1. 14

  2. 9

    This was a really exiting paper for me. It’s a young, proof-like approach to software correctness that’s just entering practicality following all the improvements to SAT/SMT solvers starting in the mid-2000s. This doesn’t get much into it, but this can also be sort of inverted to act as a foundation for program synthesis, generating programs to exercise tests or automatically patch bugs. I’m going to play with these tools and read more papers to get a feel for the space. I’m very tempted to write an industry testing tool on it. This research has been oriented towards binaries and C-like languages, but an expression-oriented language with control of side effects might be able to sweep away quite a lot of the pitfalls and minimize/memoize the state space.

    1. 5

      Somewhat related, I read the paper from https://news.ycombinator.com/item?id=15626816 for “collapsing” nested interpreters and compilers. Their technique is to make each language’s elimination forms (function calls, if/then/else, etc.) into parameters, and pass in different implementations depending on whether we’re interpreting (e.g. f(x) should call f with x), compiling (e.g. f(x) should generate code which, if executed, will call f with x), etc.

      It dawned on me that (at least in pure functional languages), it’s only the elimination forms that we can’t reduce without input data, and hence they are the only thing stopping us from executing programs ahead of time. Symbolic execution solves this by “taking both branches” and accumulating formulas which describe all possible paths. We could do something else: reduce until we hit an elimination form, then take one of the branches (as if we had a value, rather than a symbolic input), but store a formula which records the branch we took.

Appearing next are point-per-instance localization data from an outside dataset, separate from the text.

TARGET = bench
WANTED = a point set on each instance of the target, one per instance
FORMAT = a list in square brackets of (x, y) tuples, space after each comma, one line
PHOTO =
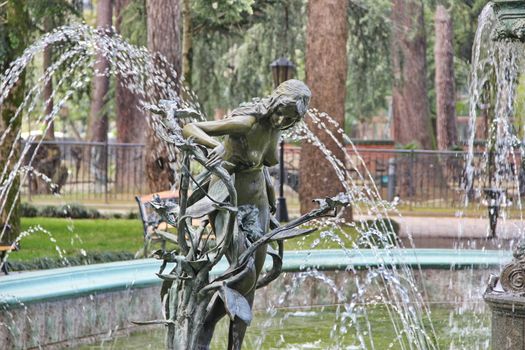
[(152, 223)]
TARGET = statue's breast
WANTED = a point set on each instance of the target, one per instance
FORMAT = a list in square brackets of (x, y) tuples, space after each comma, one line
[(250, 150)]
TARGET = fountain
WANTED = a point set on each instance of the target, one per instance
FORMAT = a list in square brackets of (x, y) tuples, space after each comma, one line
[(503, 23), (388, 277)]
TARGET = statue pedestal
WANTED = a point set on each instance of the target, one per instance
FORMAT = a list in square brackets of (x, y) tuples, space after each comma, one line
[(508, 320)]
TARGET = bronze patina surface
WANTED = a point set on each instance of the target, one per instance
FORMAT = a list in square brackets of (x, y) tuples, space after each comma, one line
[(233, 200)]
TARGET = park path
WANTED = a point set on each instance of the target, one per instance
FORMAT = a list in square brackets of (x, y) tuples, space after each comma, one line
[(456, 232)]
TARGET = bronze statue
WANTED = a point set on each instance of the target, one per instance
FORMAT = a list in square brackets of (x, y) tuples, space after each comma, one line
[(234, 200)]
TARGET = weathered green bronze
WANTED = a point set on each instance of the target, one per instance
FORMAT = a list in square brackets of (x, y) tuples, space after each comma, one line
[(233, 200), (511, 20)]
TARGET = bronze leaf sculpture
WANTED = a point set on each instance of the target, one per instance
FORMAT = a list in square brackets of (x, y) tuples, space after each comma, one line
[(233, 200)]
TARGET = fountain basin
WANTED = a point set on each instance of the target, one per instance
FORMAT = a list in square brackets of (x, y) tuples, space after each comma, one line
[(70, 305), (508, 320)]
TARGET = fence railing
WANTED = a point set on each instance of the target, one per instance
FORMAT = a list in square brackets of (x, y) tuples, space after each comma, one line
[(110, 172), (86, 171)]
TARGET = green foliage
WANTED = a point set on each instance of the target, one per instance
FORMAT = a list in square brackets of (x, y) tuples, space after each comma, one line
[(369, 75), (27, 210), (134, 23), (219, 13), (232, 67), (74, 211), (75, 260), (78, 237), (382, 233)]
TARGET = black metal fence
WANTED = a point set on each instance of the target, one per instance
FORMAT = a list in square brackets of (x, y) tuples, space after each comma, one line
[(112, 172), (83, 171)]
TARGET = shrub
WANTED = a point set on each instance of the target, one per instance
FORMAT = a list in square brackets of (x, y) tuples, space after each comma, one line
[(28, 210)]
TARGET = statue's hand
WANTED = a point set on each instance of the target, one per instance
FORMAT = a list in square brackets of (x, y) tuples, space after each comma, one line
[(215, 156), (273, 208)]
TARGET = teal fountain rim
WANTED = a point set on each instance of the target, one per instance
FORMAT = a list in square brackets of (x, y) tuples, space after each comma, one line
[(17, 290)]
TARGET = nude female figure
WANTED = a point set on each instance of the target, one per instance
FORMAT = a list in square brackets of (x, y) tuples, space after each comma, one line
[(251, 135)]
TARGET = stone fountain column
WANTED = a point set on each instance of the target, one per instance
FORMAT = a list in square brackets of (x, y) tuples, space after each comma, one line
[(506, 297)]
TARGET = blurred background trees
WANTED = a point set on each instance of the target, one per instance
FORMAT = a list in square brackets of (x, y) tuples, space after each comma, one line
[(404, 67)]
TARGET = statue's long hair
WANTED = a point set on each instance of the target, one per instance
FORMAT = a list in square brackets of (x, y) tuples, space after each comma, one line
[(290, 92)]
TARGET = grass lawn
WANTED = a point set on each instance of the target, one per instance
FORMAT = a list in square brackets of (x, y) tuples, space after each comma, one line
[(71, 236), (110, 238)]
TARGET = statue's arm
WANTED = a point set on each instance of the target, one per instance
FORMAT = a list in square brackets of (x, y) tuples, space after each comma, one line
[(203, 132), (270, 190)]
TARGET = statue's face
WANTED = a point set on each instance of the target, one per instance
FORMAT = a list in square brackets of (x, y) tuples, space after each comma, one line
[(284, 117)]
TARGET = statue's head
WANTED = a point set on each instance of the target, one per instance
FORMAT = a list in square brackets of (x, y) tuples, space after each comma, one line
[(288, 103)]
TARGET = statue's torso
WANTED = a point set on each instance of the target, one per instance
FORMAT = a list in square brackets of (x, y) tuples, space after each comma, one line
[(253, 150)]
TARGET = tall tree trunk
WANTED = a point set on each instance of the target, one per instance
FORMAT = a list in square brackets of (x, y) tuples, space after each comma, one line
[(445, 87), (164, 38), (131, 124), (14, 26), (326, 67), (98, 119), (410, 106), (48, 88), (187, 46)]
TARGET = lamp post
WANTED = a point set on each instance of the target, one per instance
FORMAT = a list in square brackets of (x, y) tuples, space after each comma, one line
[(282, 70)]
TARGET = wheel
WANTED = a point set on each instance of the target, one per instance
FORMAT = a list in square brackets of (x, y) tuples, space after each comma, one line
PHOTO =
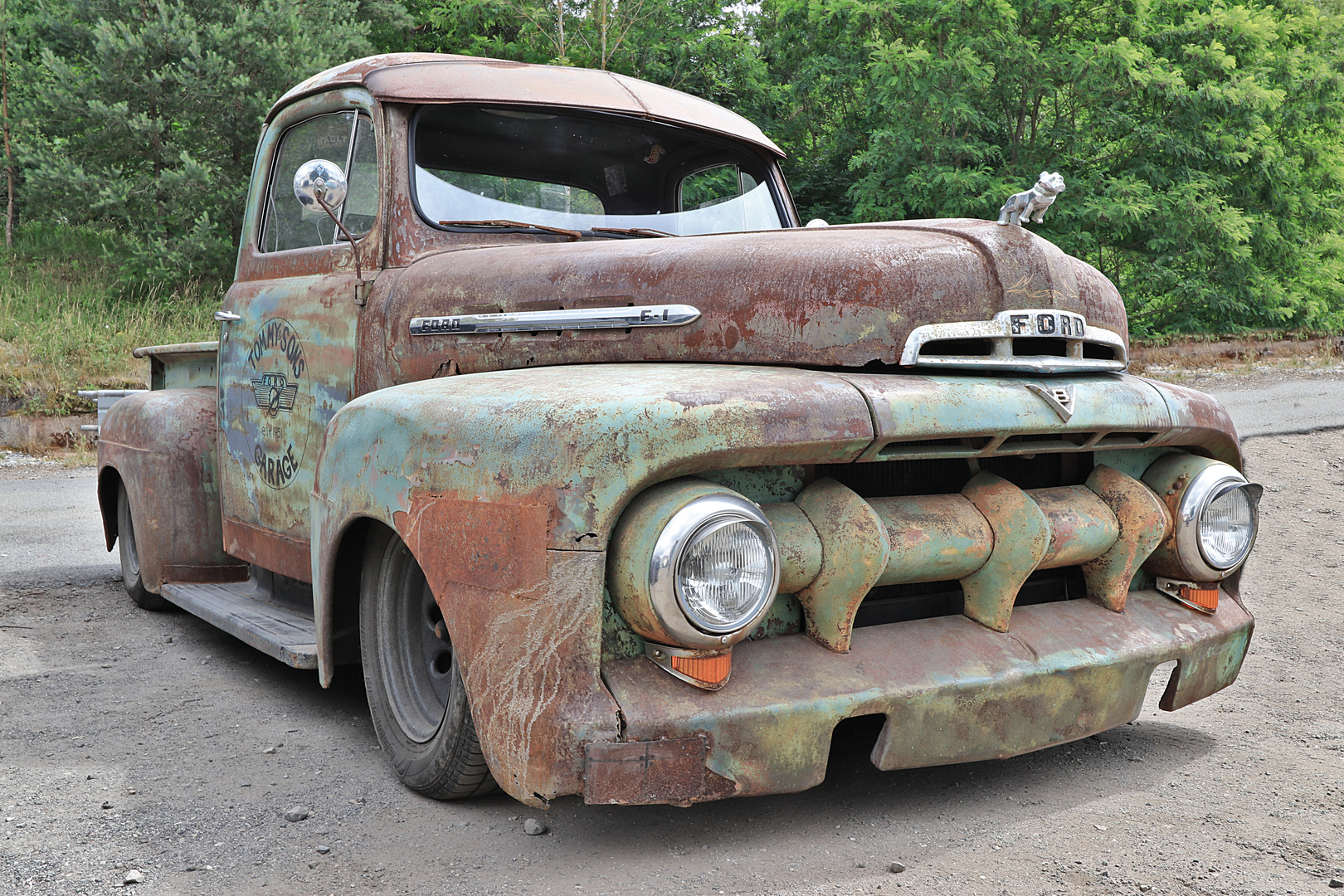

      For example, if we get stuck at if x then foo else bar, we can pick a branch arbitrarily (like a fuzzer or property checker). Say we pick the then branch, we’d store the following formula:

      For all a and b, if x then a else b reduces to a

      Thanks to this new reduction rule, our reduction becomes “unstuck”, since we can reduce if x then foo else bar to foo. We can carry on reducing until we get stuck again. Note that we shouldn’t encounter any inconsistency, since any other branches on x will be reduced the same way. This lets us trace execution paths through any (pure) function without having to obtain or generate any input; I don’t think we even need to know the input type, if we know that the function type-checks and pattern matches are exhaustive.

      Note that the reduction rules we accumulate are actually co-patterns which (perhaps partially) define the input value.

      This is very similar to symbolic execution, but also related to techniques like LazySmallCheck. If we have control of the language’s elimination forms (either by hooking into a meta-level, or by writing our own interpreter) then we don’t need pesky things like data generators. AFAIK fuzzers already allow this, but they manage it by instrumenting at the machine-code level, where all data is just words/bytes/bits and all branching is binary; this makes the implementation easy (in theory!), but any interpretation of the results will be quite far removed from the original language’s semantics.

      I think I’ll write this up somewhere… :)

      1. 3

        Please do write this up and submit it. This was interesting with useful references and I’m very curious to learn more.

        I can’t claim to fully understand what you’re proposing, but it sounds quite a bit like how languages with immutable data almost always do mutation by passing modified values at function calls, sort of moving mutability into the call stack. Similarly, this seems to move the path constraints into the call stack of the solver.

        I’m also curious as to what happens if symbolic execution/concolic testing starts from the invariants and solves by working bottom-up the AST from the return points rather than top down from the starts of the function. I don’t have the mathematical intuition or hands-on tinkering to know if this would be an improvement or even viable, and a brief search didn’t turn up relevant papers from people taking a bottom-up approach to symbolic execution.